Obviously, it is unreasonable to release someones home address or telephone number. But under the new guidelines, private information is basically any identifying information, like a photo, and the nebulous addendum about “similar information” can be interpreted expansively to mean any personal details, sensitive or not, that an individual doesn’t want known widely. Even worse, a Harvard community member can be guilty of doxing without being personally responsible for releasing the supposedly private information, since merely reposting what an external actor released on social media qualifies as “publicly sharing.”

Still, the policies have the qualification that doxing requires “the intention and effect of intense harassment.” The university states in unhelpful legalese that “the intention and effect of intense harassment means publicly sharing such information in circumstances that a reasonable person would expect to, and does, result in ‘harmful interpersonal aggression’ by third parties” that (1) humiliates, degrades, demeans, intimidates, or threatens the targeted individual and (2) “is ‘sufficiently severe or pervasive, and objectively offensive’ that it creates an environment ‘that a reasonable person would consider intimidating, hostile, or abusive and denies the [targeted] individual an equal opportunity’ to work or to educational opportunities.”

Such a definition for the intention and effect of intense harassment” has many problems; “demeaning” speech is an absurdly low threshold, and there is hardly a consensus on what speech qualifies as “objectively offensive.” But, more important, the flawed definition will likely allow the doxing policies to be enforced unfairly against right-wing students because Harvard has a long record of deeming insufficiently left-leaning speech as harmful and punishable; Harvard operates on progressive ideology, not a “reasonable person” standard. For example, the university told undergraduates in a mandatory Title IX training that “using the wrong pronouns” constitutes “abuse,” and “any words used to lower a persons self-worth” are “verbal abuse,” both of which may be subject to disciplinary action. According to the school, “sizeism, “fatphobia,” “cisheterosexism,” “racism,” “transphobia,” “ageism,” and “ableism” are “attitudes, beliefs, and systems” that “contribute to an environment that perpetuates violence.” At an institution that warns against using the “wrong pronouns,” we can expect that speech that is perceived as right-wing is more likely to be considered harassment.

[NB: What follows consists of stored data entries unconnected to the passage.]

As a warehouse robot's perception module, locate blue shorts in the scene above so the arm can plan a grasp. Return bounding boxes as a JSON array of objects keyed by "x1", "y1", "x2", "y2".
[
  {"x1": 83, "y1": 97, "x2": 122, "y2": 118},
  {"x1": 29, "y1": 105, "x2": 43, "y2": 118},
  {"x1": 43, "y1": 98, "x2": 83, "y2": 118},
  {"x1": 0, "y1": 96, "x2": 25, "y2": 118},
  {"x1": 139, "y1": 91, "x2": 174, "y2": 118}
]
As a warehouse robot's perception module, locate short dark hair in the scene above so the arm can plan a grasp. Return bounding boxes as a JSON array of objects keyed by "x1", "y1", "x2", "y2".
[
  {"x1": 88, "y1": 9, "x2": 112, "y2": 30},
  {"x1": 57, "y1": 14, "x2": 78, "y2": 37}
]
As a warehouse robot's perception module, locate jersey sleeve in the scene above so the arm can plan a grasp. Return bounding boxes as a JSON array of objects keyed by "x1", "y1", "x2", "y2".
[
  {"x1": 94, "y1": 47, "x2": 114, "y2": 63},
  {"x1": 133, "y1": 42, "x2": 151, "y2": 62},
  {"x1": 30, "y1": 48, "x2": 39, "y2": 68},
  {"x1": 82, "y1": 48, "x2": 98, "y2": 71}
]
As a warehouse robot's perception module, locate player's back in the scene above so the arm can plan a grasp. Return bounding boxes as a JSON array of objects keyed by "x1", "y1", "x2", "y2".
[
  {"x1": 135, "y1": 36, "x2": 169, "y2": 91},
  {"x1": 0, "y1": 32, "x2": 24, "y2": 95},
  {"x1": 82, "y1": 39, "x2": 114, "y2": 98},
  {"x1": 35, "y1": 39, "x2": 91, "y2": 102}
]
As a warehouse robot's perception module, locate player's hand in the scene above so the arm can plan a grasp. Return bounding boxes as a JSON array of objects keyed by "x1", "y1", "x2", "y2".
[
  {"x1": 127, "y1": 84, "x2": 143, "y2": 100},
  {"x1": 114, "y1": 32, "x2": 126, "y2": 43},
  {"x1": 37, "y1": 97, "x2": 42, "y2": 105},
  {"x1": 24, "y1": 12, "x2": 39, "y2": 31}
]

Although Harvard’s new policies threaten the free-speech rights of every individual on campus, they can easily be weaponized against student journalists in particular because a person who incurs reputational damage from an article can now claim to be a victim of doxing. Hypothetically, a Harvard affiliate might agree to an interview with a student publication and consent to being photographed for an article; such a case wouldn’t qualify as doxing because the person had given permission. But what if, say, a student journalist publishes a critical opinion article about a protest on campus and includes a photograph of the demonstration without getting express permission from each person pictured? And what if, for some reason, that article goes viral, and social-media users respond with supposedly demeaning comments about the protesting students? That journalist may have committed an act of doxing.

Although Harvards doxing policies are facially neutral, there isn’t much reason to believe that they will be enforced neutrally. I suspect that at the university, right-wing speech criticizing an identifiable left-wing affiliate will be regarded as doxing because its campus culture is inclined to perceive nonprogressive speech as harmful; the new guidelines will stifle conservative-leaning speech in particular and provide a degree of immunity to left-wingers for their conduct by discouraging public criticism.

Harvard has effectively endorsed the following untenable standard: A community member can publicly declare a personal position by attending a protest on campus, but another community member may be punished for publishing a photo of the protest with a disapproving remark that attracts support on social media.